In de Liturgie: Lk 24 : 36-53
Lezing uit het Heilig Evangelie volgens Lukas,
In die tijd, nadat Jezus was opgestaan uit de doden, stond Hij zelf in het midden van Zijn leerlingen en zei tegen hen: ‘Vrede zij u.’ En zij werden angstig en zeer bevreesd en meenden een geest te zien. Maar Hij zei tegen hen: ‘Waarom zijt gij zo ontdaan en waarom komen er gedachten van twijfel op in uw hart? Zie Mijn handen en Mijn voeten, Ik ben het Zelf; raak Mij aan en zie; een geest heeft immers geen vlees en beenderen, zoals gij ziet dat Ik heb.’ En terwijl Hij dit zei, liet Hij hun Zijn handen en Zijn voeten zien.
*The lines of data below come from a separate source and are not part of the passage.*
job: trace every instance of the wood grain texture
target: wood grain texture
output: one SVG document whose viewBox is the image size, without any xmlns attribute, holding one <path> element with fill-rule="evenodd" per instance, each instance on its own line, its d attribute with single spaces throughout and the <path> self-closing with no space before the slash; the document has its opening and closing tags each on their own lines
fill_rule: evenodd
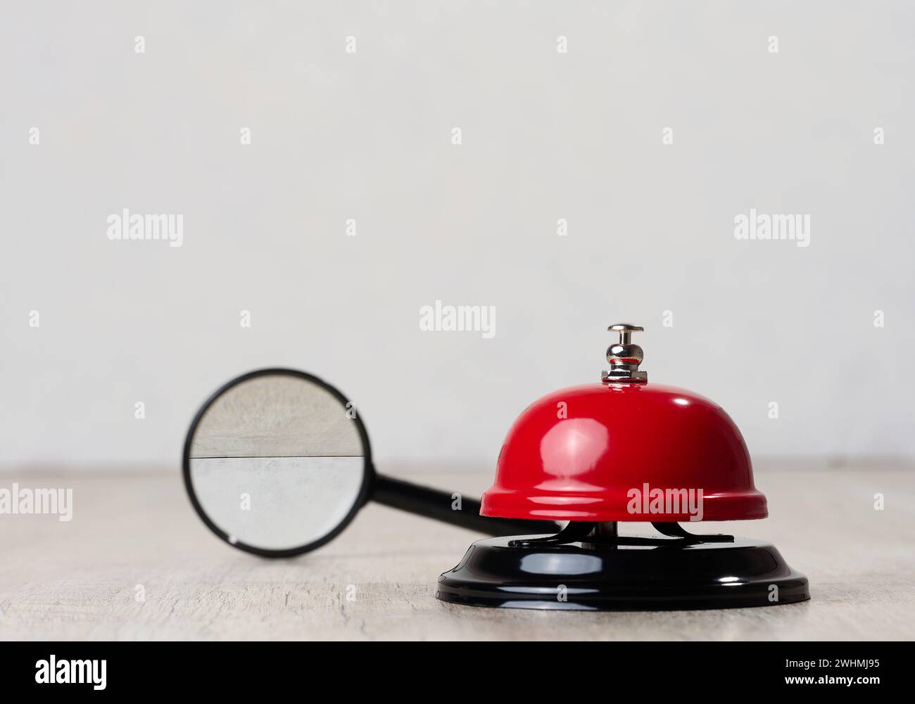
<svg viewBox="0 0 915 704">
<path fill-rule="evenodd" d="M 759 465 L 759 464 L 758 464 Z M 542 613 L 446 604 L 440 572 L 479 536 L 366 507 L 320 550 L 273 561 L 232 549 L 192 511 L 177 470 L 0 475 L 72 486 L 70 523 L 0 516 L 0 637 L 6 639 L 911 639 L 910 469 L 757 471 L 771 516 L 694 530 L 770 540 L 810 578 L 813 601 L 722 611 Z M 407 477 L 479 495 L 491 473 Z M 874 509 L 874 495 L 886 508 Z M 647 532 L 645 524 L 628 530 Z M 136 585 L 145 601 L 138 603 Z M 348 601 L 348 589 L 355 594 Z"/>
<path fill-rule="evenodd" d="M 257 377 L 232 387 L 197 426 L 191 457 L 360 456 L 347 409 L 296 377 Z"/>
</svg>

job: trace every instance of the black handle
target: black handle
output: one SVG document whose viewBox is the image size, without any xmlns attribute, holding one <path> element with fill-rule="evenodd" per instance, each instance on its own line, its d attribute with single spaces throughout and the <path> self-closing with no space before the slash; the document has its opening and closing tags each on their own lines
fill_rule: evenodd
<svg viewBox="0 0 915 704">
<path fill-rule="evenodd" d="M 451 494 L 419 486 L 400 479 L 376 475 L 371 496 L 379 504 L 400 508 L 402 511 L 425 516 L 426 518 L 450 523 L 452 526 L 477 530 L 490 536 L 531 535 L 555 533 L 559 527 L 551 520 L 525 518 L 490 518 L 479 515 L 479 501 L 461 496 L 461 510 L 451 508 Z"/>
</svg>

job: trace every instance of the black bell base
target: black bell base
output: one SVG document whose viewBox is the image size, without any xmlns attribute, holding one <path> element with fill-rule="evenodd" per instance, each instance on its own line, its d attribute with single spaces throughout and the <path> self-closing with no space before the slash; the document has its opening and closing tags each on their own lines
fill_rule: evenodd
<svg viewBox="0 0 915 704">
<path fill-rule="evenodd" d="M 471 606 L 593 611 L 727 609 L 810 599 L 807 578 L 767 542 L 510 545 L 518 539 L 473 543 L 438 578 L 436 597 Z"/>
</svg>

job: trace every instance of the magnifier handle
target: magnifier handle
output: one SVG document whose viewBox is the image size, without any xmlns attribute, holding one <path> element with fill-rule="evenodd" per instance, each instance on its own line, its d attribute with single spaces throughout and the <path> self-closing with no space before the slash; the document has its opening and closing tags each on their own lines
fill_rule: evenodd
<svg viewBox="0 0 915 704">
<path fill-rule="evenodd" d="M 371 498 L 392 508 L 400 508 L 426 518 L 435 518 L 452 526 L 477 530 L 490 536 L 555 533 L 557 524 L 551 520 L 524 518 L 491 518 L 479 515 L 479 501 L 461 496 L 460 510 L 454 510 L 452 495 L 400 479 L 376 475 Z"/>
</svg>

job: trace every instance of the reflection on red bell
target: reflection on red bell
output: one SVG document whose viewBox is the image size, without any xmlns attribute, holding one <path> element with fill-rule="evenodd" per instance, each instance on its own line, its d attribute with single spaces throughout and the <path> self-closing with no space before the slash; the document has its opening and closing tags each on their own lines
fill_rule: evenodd
<svg viewBox="0 0 915 704">
<path fill-rule="evenodd" d="M 484 516 L 591 521 L 765 518 L 740 431 L 698 394 L 649 384 L 620 333 L 599 383 L 547 394 L 509 431 Z"/>
<path fill-rule="evenodd" d="M 555 535 L 478 540 L 436 596 L 526 609 L 708 609 L 810 599 L 770 543 L 698 535 L 681 521 L 764 518 L 740 431 L 717 405 L 649 384 L 637 325 L 608 328 L 600 383 L 548 394 L 509 431 L 480 513 L 567 521 Z M 661 536 L 623 536 L 649 521 Z"/>
</svg>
En toen zij het van blijdschap nog niet geloofden en zich verwonderden, zei Hij tegen hen: ‘Hebt gij hier iets te eten?’ En zij gaven Hem een stuk geroosterde vis en een stuk honingraat. En Hij nam het aan en at het voor hun ogen op. En Hij zei tegen hen: ‘Dit zijn de woorden, die Ik tot u sprak toen Ik nog bij u was, dat alles vervuld moest worden, wat over Mij geschreven staat in de Wet van Mozes en in de Profeten en in de Psalmen.’ Toen opende Hij hun verstand om de Schriften te begrijpen. En Hij zei tegen hen: ‘Zo staat er geschreven en zo moest de Christus lijden en uit de doden opstaan op de derde dag, en in Zijn Naam moeten bekering en vergeving van zonden verkondigd worden aan alle volken, te beginnen bij Jeruzalem. Gij zijt getuigen van deze dingen. En zie, Ik zend over u de belofte van Mijn Vader. Maar gij, blijf in de stad Jeruzalem, totdat gij bekleed wordt met kracht uit den hoge.’ Hij leidde hen naar buiten tot bij Bethanië, en Hij hief Zijn handen op en zegende hen. En het geschiedde, terwijl Hij hen zegende, dat Hij van hen scheidde. En Hij werd opgenomen in de hemel. En zij aanbaden Hem en keerden terug naar Jeruzalem met grote blijdschap. En zij waren voortdurend in de tempel, God lovend en zegenend. Amen.